Welcome to the first post in LETSQL's tutorial series!
In this blog post, we take a detour from our usual theme of data pipelines to demonstrate how to create and publish a Python package with Poetry, using DataFusion as an example.
Harlequin is a TUI client for SQL databases known for its light-weight extensive support for SQL databases. It is a versatile tool for data exploration and analysis workflows. Harlequin provides an interactive SQL editor with features like autocomplete, syntax highlighting, and query history. It also has a results viewer that can display large result sets. However, Harlequin did not have a DataFusion adapter before. Thankfully, it was really easy to add one.
In this post, We'll demonstrate these concepts by building a Harlequin adapter for DataFusion. And, by way of doing so, we will also cover Poetry's essential features, project setup, and the steps to publish your package on PyPI.

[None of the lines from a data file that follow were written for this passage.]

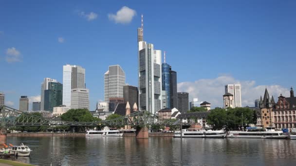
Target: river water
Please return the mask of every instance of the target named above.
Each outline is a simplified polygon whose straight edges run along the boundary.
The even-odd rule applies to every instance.
[[[8,137],[28,145],[30,157],[12,159],[38,166],[180,166],[180,139]],[[183,138],[184,166],[295,166],[296,140]]]

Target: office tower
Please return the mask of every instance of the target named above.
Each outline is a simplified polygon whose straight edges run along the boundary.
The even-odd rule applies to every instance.
[[[178,110],[186,112],[189,109],[189,94],[187,92],[178,92]]]
[[[259,108],[259,102],[260,102],[260,100],[259,99],[255,100],[255,107]]]
[[[3,93],[0,93],[0,107],[4,105],[5,100],[5,95]]]
[[[117,105],[123,104],[124,100],[121,98],[109,98],[109,111],[115,111]]]
[[[227,84],[225,85],[225,93],[229,93],[233,95],[234,107],[241,107],[240,84]]]
[[[63,66],[63,105],[71,105],[71,89],[85,88],[85,69],[76,65]]]
[[[138,87],[130,85],[123,86],[123,99],[124,103],[129,101],[130,105],[133,106],[136,103],[138,105]]]
[[[200,107],[203,101],[198,100],[198,98],[193,98],[192,101],[189,102],[189,108],[191,109],[193,107]]]
[[[177,72],[169,68],[170,84],[170,107],[178,108],[178,94],[177,92]]]
[[[43,82],[41,83],[41,100],[40,102],[40,110],[44,110],[44,91],[48,89],[48,83],[57,83],[56,80],[52,79],[50,78],[45,78]]]
[[[164,63],[162,64],[163,108],[170,108],[170,66],[166,63],[166,51],[164,54]]]
[[[105,102],[109,103],[110,98],[122,98],[123,100],[123,86],[126,75],[119,65],[109,66],[104,75]]]
[[[44,91],[44,111],[53,112],[54,107],[63,103],[63,84],[60,83],[48,83],[48,89]]]
[[[75,88],[71,90],[71,109],[89,109],[88,89]]]
[[[33,102],[32,104],[32,110],[33,111],[40,111],[40,101]]]
[[[19,99],[19,111],[29,111],[29,99],[26,96],[22,96]]]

To get the most out of this guide, you should have a basic understanding of virtual environments, Python packages and modules, and pip.
Our objectives are to:
By the end, you'll have practical experience with Poetry and an understanding of modern Python package management.
The code implemented in this post is available on GitHub and available in PyPI.
Harlequin is a SQL IDE that runs in the terminal. It provides a powerful and feature-rich alternative to traditional command-line database tools, making it versatile for data exploration and analysis workflows.
Some key things to know about Harlequin:
DataFusion is a fast, extensible query engine for building high-quality data-centric systems in Rust, using the Apache Arrow in-memory format.
DataFusion offers SQL and Dataframe APIs, excellent performance, built-in support for CSV, Parquet, JSON, and Avro, extensive customization, and a great community.
It ships with it its own CLI, more information can be found here.
Poetry is a modern, feature-rich tool that streamlines dependency management and packaging for Python projects, making development more deterministic and efficient.
From the documentation:
Poetry is a tool for dependency management and packaging in Python. It allows you to declare the libraries your project depends on, and it will manage (install/update) them for you.
Poetry offers a lockfile to ensure repeatable installs and can build your project for distribution.
A Harlequin adapter is a Python package that allows Harlequin to work with a database system.
An adapter is a Python package that declares an entry point in the harlequin.adapters group. That entry point should reference a subclass of the HarlequinAdapter abstract base class.
This allows Harlequin to discover installed adapters and instantiate a selected adapter at run-time
In addition to the HarlequinAdapter class, the package must also provide implementations for HarlequinConnection, and HarlequinCursor. A more detailed description can be found on this
guide.
The first step for developing a Harlequin adapter is to generate a new repo from the existing harlequin-adapter-template
GitHub templates are repositories that serve as starting points for new projects. They provide pre-configured files, structures, and settings that are copied to new repositories, allowing for quick project setup without the overhead of forking.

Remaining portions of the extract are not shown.